The New York Academy of Art is pleased to present the exhibition “Milkweed to Mercury: The Alchemical Paintings of Catherine Howe” from February 28 to March 26, 2017, with an opening reception on Tuesday, February 28, from 6 – 8 pm.
The exhibition will be a variety of experimental works initiated during the artist's sabbatical year, featuring six large-scale paintings and an installation of smaller reverse glass paintings, in a variety of bold materials, including acrylic and mica pigment on glass. Lush and densely layered, Howe's paintings overflow with sensuous color and ecstatic engagement, while forms from nature emerge from her expressionistic brushwork, balancing abstraction and representation.
Born in Western New York in 1959, Howe received an MFA from SUNY Buffalo in 1983, and later became the Associate Director at White Columns. She has been on faculty of the New York Academy of Art since 200, and currently serves as the director of the Critical Studios department.

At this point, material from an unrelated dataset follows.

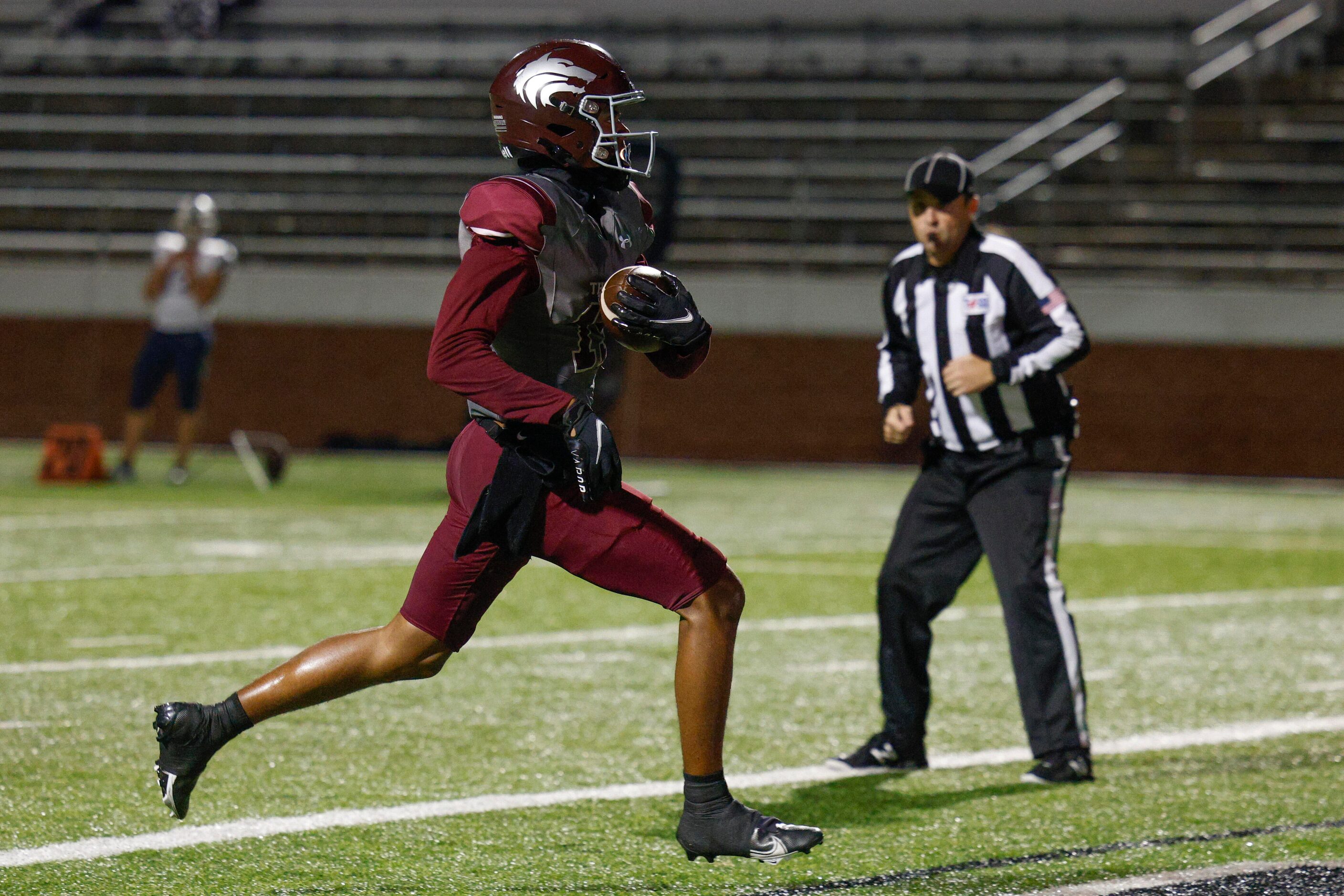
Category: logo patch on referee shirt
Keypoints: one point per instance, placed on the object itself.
(1053, 302)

Howe has exhibited throughout the United States and Europe for over twenty years, including at the Corcoran Gallery of Art in Washington, D.C., White Columns in New York, MoMA/P.S.1 in New York, and the Albright-Knox Art Gallery in Buffalo.
The many publications that have reviewed her work include Art in America, ArtForum, Art Critical, The New York Times, The New Yorker, and The Los Angeles Times.In a catalogue essay in 2015, critic David Ebony writes "Catherine Howe’s recent paintings provoke engaging dichotomies. At once anarchic and elegant, meditative and frenzied, they are, above all, exuberantly alive." The author Michèle C. Cone observed "Though Catherine Howe takes her motifs from the Continental tradition of nature morte, her transpositions are anything but static, her images swarm, boil over with energy, sensuality, abundance, and warmth. Her reds are hot but so are her blues, and her blacks...Howe’s evocative paintings are not about still life per se, but about the naming of things transposed into paint, and the magical interaction between medium, memory and perception."